Biologists disagree over what kind of genetic change is mostly responsible for adaptive evolutionary change [5,6,32,33]. There are two main proposed regions where change can take place: in regulatory DNA, and in protein-coding DNA. The argument centers on which of these regions suffers from the least amount of pleiotropy. Defenders of the non-coding DNA region argue that the evolution of modular CREs allows a gene to evolve new functions without impairing its old functions, because change in protein sequence is not needed [5,34]. Evidence is now mounting, however, that proteins themselves, including Hox proteins, are highly modular, i.e., different parts of the protein bind to different co-factors (required for joint gene regulation in only a sub-set of developmental contexts), and alterations in the protein sequence may affect one of its functions but not all of them simultaneously . Here we have presented a conceptual framework that also weighs on this controversy. In particular, if gene network co-option is commonplace in the differentiation of new organs and tissues, an arguably large number of CREs, belonging to genes in the middle of modular networks, may be found to be highly pleiotropic and under strong stabilizing selection—behaving quite similarly, in fact, to protein coding sequences, at least in our earliest understanding of them.

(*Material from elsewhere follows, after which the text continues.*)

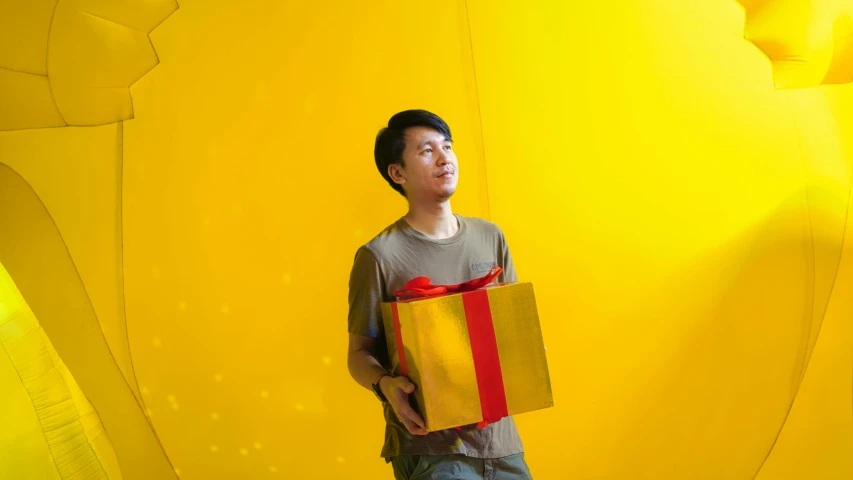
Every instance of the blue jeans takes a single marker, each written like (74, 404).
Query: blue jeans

This new framework suggests that the discussion about protein or regulatory sequences playing the larger role in adaptive evolution is too simplistic and possibly misguided. Both protein-coding and regulatory sequences can be modular and pleiotropic. The discussion should focus instead on the evolution of pleiotropic versus “modularized” genomic regions traits, on whether or not modular networks are common in developmental systems, on the size of these networks, and on the role that gene network co-option has played in structuring the regulatory regions of genes.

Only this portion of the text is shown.